Matt Chandler was NOT giving a whole sermon, he was merely correcting the common misunderstanding that the point of the story is that it’s not the size of the dog in the fight, it’s the size of the fight in the dog (heard a camp counselor say that once). The author intends for us to identify with the Israelites as ones who need a champion to fight for them and rescue them. Then, once we are rescued, we are intended to fight against the fleeing enemy who has already been dealt the death blow by our champion (chase the Philistines). The text does have something to say about faithful living, but only IN Christ, mediated thru him. Once the enemy is defeated and you have the Spirit (like David/Jesus), then you can face down the enemies, but not before. Don’t miss that step! All scripture must be mediated through the one mediator between God and man, the man Christ Jesus!

  • Christ-centered exposition rejects false dichotomies

Eric trumpets Allen when he quotes “Be Expositional First and Christological Second.” This is a false dichotomy to say that one has to choose between being expositional and being Christ-centered. Paul seems to say that doing one is doing the other.

CONCLUSION- Christ-centered exposition is neither exclusively Calvinist nor Presbyterian. It was a method employed by great SBC preachers. One of the first places I learned Christ-centered exposition was listening to WA Criswell and Adrian Rogers.
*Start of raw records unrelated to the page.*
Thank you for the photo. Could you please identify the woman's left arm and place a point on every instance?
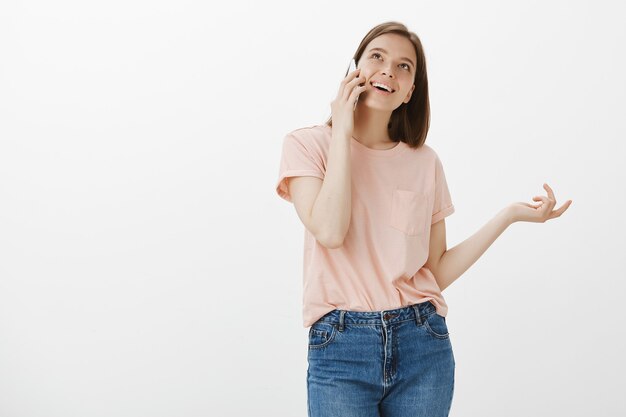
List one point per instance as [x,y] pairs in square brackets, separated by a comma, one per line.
[454,262]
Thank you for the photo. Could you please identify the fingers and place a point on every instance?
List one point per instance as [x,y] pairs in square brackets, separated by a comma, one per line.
[351,87]
[347,80]
[561,210]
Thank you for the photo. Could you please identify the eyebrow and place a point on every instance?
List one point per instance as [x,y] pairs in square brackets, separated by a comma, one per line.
[383,51]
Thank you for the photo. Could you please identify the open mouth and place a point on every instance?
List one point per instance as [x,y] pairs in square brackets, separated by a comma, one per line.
[381,88]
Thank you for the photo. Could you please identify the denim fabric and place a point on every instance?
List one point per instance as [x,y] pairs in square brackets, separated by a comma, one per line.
[391,363]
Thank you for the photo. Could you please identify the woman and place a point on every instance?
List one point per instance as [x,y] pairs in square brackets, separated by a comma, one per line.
[373,197]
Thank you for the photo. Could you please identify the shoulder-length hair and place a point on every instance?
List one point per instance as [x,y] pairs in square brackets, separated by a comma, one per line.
[408,123]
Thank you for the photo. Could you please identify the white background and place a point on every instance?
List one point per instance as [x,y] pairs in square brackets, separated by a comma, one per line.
[148,268]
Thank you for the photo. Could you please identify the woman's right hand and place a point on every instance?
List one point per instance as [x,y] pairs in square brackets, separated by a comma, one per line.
[343,105]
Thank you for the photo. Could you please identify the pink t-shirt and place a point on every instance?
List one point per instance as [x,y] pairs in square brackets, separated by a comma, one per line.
[396,195]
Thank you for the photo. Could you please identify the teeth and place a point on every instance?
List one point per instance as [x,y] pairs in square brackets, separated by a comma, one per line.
[375,84]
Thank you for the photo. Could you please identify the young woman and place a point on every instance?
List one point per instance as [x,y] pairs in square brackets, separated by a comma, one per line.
[372,197]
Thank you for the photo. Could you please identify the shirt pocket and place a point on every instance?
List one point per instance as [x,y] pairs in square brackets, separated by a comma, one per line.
[409,211]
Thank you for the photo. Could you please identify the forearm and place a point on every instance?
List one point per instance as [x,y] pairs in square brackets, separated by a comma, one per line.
[333,205]
[455,261]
When first starting out in ministry I would listen to cassette tapes of these men preaching Christ from the story of Joseph’s bones in Genesis 50, the wilderness serpents in Numbers 21, the healing of Namaan in 2 Kings 5, and many more. We live in a generation that has forgotten Criswell and Rogers. I pray that God would raise up a generation filled with men like this who preach Christ from ALL the Scriptures!